A crise econômica aqui no USA está se tornado uma verdadeira psicose coletiva, levando ao desespero os estadunidenses das classes populares ante a interminável onda de desemprego que já atinge quase 9% da população ativa e caminhando rapidamente para os 10%, o que representa 12,5 milhões de desempregados, na mais alta taxa dos últimos 25 anos. Hoje já é difícil encontrar aqui qualquer pessoa da classe trabalhadora que direta ou indiretamente não tenha sido atingida pelo fantasma da recessão, que nos últimos 6 meses levou boa parte dos 6 milhões de pessoas que perderam seus empregos às filas do seguro-desemprego, dos cupons de alimentação, fora os bens que perderam por falta de pagamento dos compromissos assumidos, inclusive o seguro-saúde e a casa própria.
Como não poderia deixar de ser, esta situação que se agrava a cada dia que passa está levando a parte mais desassistida do povo americano ao desespero, que se reflete estatisticamente no aumento da criminalidade, na falência pessoal, empobrecimento dos sistemas de educação e saúde e numa psicose coletiva, principalmente para uma sociedade cuja noção de valores é medida pela posse e acúmulo de bens materiais, como manda a cartilha capitalista.

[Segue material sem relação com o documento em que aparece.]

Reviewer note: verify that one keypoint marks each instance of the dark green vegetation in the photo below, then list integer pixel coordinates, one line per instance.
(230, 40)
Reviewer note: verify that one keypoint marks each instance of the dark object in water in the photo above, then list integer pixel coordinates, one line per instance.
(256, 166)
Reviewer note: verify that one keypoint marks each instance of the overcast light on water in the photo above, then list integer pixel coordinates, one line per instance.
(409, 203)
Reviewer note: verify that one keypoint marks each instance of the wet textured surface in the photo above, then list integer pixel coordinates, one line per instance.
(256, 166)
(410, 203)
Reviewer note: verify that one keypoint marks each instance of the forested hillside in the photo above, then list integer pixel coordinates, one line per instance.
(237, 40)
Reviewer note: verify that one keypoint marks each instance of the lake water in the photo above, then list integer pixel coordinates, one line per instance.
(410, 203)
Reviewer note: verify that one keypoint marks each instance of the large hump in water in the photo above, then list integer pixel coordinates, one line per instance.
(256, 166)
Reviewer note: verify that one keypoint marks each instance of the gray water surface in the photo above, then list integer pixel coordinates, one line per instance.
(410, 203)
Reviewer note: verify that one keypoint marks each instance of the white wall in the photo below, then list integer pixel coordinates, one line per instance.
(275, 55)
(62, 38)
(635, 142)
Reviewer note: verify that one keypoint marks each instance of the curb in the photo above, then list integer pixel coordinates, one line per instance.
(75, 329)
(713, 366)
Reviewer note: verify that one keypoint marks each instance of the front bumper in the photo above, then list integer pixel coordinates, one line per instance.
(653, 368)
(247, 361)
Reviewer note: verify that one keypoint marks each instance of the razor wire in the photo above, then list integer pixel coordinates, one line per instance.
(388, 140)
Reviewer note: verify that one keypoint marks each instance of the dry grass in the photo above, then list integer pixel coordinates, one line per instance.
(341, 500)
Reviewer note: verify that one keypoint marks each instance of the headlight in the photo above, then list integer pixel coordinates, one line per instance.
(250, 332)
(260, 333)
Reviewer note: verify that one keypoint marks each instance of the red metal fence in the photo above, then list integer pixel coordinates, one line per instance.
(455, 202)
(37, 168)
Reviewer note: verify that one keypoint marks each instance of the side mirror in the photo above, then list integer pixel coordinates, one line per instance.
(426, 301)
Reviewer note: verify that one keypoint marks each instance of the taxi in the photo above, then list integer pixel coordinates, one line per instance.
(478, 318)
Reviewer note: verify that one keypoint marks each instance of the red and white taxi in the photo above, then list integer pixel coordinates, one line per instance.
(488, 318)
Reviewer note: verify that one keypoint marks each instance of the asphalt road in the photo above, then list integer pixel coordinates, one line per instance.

Outro fato que também já está motivando uma séria preocupação é a impressionante taxa de suicídios verificada nas fileiras do exército, tanto entre jovens soldados da ativa como entre os veteranos já de volta ao seu país. Isto sem contar com os frequentes tiroteios entre eles, como o ocorrido quando um sargento executou cinco colegas e feriu mais dois em Camp Liberty (!), onde fica a sede da ocupação do USA e aliados no Iraque. O ataque ocorreu dentro de uma clínica que trata de militares atacados pelo estresse, cuja estatística mostra que um em cada seis soldados que voltam demonstram sofrer de estresse pós-traumático e outros distúrbios emocionais.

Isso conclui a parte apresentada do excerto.